• hastalığın nedeni tam olarak bilinmemekle birlikte immün mekanizmalara bağlı olduğu düşünülmektedir.hemen tüm olgularda ateş,purpura,hemolitik anemi,nörolojik bulgular,renal bulgular ile karakterize pentad gözlenir.olguların çoğunda hızlı bir başlangıç fulminant bir seyir vardır.genellikle de intraserebral kanama veya böbrek yetmezliğine bağlı ölümle sonuçlanır.
    güncel tedavi yaklaşımı donmuş plazma ile plazmaferezis,eğer buna cevap tam değilse takiben splenektomi yapılır.yüksek doz steroid ve dekstran da adjuvan olarak verilir.
  • tanımlarından bi bok anlamadığım biyolojik hede.

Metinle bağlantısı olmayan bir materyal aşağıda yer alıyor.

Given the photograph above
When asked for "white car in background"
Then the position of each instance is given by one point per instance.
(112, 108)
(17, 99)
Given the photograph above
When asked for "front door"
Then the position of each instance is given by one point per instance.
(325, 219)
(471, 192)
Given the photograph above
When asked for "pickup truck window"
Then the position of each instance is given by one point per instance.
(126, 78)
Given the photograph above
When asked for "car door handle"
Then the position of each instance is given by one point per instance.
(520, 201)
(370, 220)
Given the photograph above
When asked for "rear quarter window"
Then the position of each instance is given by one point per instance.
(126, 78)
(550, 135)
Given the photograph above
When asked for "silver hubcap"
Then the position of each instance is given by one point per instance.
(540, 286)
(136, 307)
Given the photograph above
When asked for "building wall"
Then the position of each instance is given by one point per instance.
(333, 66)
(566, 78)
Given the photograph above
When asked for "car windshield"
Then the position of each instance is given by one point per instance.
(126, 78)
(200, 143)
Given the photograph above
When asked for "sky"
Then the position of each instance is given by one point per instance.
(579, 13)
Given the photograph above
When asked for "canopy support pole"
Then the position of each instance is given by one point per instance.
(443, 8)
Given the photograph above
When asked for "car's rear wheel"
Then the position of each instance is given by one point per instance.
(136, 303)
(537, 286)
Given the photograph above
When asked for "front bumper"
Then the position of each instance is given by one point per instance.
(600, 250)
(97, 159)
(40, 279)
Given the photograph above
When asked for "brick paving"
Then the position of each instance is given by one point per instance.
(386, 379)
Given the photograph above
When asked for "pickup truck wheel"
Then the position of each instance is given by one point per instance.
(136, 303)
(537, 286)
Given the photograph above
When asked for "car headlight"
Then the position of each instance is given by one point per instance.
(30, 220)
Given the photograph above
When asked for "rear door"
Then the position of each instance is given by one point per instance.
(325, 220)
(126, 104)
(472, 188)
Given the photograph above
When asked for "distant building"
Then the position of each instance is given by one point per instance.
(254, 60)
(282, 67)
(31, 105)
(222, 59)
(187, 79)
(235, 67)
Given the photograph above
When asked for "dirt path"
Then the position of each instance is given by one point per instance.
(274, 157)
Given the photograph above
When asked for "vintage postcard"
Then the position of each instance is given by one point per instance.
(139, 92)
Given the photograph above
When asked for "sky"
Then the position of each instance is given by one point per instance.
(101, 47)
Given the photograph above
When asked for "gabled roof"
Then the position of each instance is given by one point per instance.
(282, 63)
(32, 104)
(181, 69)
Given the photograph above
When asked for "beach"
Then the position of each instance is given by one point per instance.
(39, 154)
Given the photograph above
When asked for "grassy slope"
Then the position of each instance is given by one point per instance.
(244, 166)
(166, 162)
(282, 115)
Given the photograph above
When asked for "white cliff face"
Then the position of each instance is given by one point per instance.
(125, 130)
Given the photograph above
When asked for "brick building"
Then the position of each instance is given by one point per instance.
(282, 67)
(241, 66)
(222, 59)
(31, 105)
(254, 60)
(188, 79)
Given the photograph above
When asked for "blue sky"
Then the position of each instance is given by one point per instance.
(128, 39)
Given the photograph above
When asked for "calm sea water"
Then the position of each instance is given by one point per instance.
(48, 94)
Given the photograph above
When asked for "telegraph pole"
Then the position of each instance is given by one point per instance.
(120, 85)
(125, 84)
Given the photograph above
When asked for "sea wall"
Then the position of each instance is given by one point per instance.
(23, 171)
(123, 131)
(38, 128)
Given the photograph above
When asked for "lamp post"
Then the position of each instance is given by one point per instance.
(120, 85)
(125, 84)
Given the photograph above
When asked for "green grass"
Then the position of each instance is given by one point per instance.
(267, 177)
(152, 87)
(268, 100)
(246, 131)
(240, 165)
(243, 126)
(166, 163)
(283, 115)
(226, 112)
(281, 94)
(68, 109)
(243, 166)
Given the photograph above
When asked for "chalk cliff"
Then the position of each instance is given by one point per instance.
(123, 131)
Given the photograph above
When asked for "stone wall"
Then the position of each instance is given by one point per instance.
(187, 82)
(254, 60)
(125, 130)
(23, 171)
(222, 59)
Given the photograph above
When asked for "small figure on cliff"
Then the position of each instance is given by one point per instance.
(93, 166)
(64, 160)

  • adamts13 enziminin bozukluğu sonucu oluşur, klasik pentadı şudur:
    böbrek yetmezliği, mikroanjiopatik hemolitik anemi, tromositopeni, nörolojik semptomlar, yüksek ateş
  • durduk yere başına iş çıkaran, dış düşman bulamadı mı kendini düşman belleyip saldıran rahatsız bünye hastalıklarından biri. ortada fol yok yumurta yokken "kanıma dokundu(m)" deyip kendine küsen, self-alıngan ve kindar bünye saldırısı. "idiopatik" sıfatının türkçe meali "bünye yapıyor"dur. trombositleri (platelet de denir) yer bitirir, hemoglobinin kan alemindeki itibarını sıfırlar. yetersiz değil, aşırı çalışan otoimmün sistemi arızasıdır; buji meme yapmış, devreler birbirine girmiştir yani. sistem öyle bir çalışır ki, kendisini hepatit-b'ye karşı filan aşılıyıverir arada mesela. kış geliyor diye turşu kurmadır, reçel yapmadır, tarhana hazırlamadır, evi temizlemedir, kilere dalmadır, vesairedir... bunların suyunu çıkarmaya benzer işleyiş mantığı. işi allah'a filan havale etmek manasızdır; kişinin kendisini kendinden koruması gerekir evvela. zamanında davranılmazsa iç kanamadan dünyaya veda etme yahut sinir sisteminde ve böbreklerde başta olmak üzere kalıcı hasar alma riski vardır. bilinen en iyi tedavi şekli plazma değişimidir. türkiye'deki piri cerrahpaşa doktorlarından prof. dr. burhan ferhanoğlu'dur. gelmez ola, gelirse geçmiş ola... derhal!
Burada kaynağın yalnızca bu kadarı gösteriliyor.